The Indian dairy industry is set for a revenue growth of 13-14 per cent this fiscal, as strong consumer demand continues along with improved supply of raw milk. While the demand will be supported by rising consumption of value added products, the ample milk supply will be driven by good monsoon prospects, Crisil Ratings said in a statement.

The rise in raw milk supply will also lead to higher working capital requirements for dairy players. That, along with continued capital expenditure (capex) by organised dairies over the next two fiscals will result in debt levels inching up. Nevertheless, credit profiles will be stable, supported by strong balance sheets. A Crisil Ratings analysis of 38 dairies accounting for about 60 per cent of the organised segment revenue indicates as much.

Mohit Makhija, Senior Director, Crisil Ratings said, “Amidst modest growth of 2-4 per cent in realisation, the dairy industry’s revenues are seen rising on healthy 9-11 per cent growth in volumes. The value added product segment — contributing 40 per cent of the industry revenues — will be the primary driver, fuelled by rising income levels and consumer transition towards branded products. Rising sales of value-added products and liquid milk in the hotels, restaurants and cafes (HORECA) segment will also support the revenue growth.”

Milk supply

The strong consumer demand will be complemented by improved raw milk supply which is expected to increase by about 5 per cent this fiscal, due to better cattle fodder availability, given the favourable monsoon outlook this fiscal. Milk availability will be further supported by normalisation of artificial insemination and vaccination processes after facing disruption in the past. Additionally, various measures such as genetic improvement in indigenous breeds and increase in fertility rate of higher yield breeds will help enhance milk supply.

Steady milk procurement prices augur well for the profitability of dairies, and their operating profitability is expected to improve by about 40 basis points to around 6 per cent this fiscal.
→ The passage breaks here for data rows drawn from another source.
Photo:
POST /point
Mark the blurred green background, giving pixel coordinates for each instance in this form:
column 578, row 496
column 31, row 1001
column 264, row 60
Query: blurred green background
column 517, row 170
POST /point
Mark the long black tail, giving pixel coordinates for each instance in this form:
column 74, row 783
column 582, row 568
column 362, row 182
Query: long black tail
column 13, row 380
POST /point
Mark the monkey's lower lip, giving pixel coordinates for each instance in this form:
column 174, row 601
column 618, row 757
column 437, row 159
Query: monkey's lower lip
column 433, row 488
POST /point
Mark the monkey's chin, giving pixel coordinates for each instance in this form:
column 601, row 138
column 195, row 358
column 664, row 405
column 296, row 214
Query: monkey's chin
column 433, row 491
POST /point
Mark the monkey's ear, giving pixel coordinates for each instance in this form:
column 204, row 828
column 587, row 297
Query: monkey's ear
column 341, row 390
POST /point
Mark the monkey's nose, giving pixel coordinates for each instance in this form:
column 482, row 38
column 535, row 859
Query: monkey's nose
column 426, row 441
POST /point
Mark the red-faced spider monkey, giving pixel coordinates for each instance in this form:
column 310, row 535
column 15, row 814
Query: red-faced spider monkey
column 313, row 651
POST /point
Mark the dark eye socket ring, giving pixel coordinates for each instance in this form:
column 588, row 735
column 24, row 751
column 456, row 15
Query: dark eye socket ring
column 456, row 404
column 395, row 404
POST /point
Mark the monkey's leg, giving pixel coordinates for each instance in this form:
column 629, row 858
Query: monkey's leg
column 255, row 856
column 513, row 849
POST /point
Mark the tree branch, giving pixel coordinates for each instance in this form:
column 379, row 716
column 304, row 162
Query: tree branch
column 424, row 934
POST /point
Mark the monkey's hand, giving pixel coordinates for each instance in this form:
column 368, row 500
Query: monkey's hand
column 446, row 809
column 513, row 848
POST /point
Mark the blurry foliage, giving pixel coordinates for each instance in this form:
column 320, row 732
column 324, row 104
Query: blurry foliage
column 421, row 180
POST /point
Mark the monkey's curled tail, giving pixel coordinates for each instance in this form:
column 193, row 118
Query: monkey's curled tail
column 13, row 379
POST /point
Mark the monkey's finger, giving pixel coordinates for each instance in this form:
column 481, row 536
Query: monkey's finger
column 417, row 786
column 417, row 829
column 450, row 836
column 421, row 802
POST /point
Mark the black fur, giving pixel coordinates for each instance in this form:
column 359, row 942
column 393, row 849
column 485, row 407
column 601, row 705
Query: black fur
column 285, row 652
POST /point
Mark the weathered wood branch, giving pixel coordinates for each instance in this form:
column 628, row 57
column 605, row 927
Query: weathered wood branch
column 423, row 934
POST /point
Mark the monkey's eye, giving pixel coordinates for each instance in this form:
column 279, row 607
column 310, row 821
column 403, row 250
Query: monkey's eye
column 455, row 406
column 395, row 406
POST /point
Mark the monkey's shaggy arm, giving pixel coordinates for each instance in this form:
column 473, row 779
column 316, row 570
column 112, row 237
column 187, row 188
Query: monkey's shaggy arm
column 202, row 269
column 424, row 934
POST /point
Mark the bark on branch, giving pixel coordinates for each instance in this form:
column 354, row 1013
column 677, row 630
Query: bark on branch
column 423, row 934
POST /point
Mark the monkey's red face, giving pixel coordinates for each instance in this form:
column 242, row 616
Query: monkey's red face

Rucha Narkar, Associate Director, Crisil Ratings said, “While the revenue and profitability of dairies will improve this fiscal, debt levels are also expected to increase, mainly for two reasons. One, healthy milk supply during flush season will result in higher skimmed milk powder (SMP) inventory which will be consumed over rest of the year. The SMP inventory typically accounts for about 75 per cent of the working capital debt of dairies. Two, continued milk demand will require increased debt-funded investments for new milk procurement, milk processing capacities and expanding distribution network.”

Despite additional debt contracted for working capital and capex, the credit profiles are expected to remain stable supported by low leverage. The gearing of the players is expected to remain at 1.8 times as on March 31, 2025, compared with 1.7 times a year earlier. Debt protection metrics are likely to remain comfortable, too, with interest coverage ratio seen at 10-11 times this fiscal, Crisil said.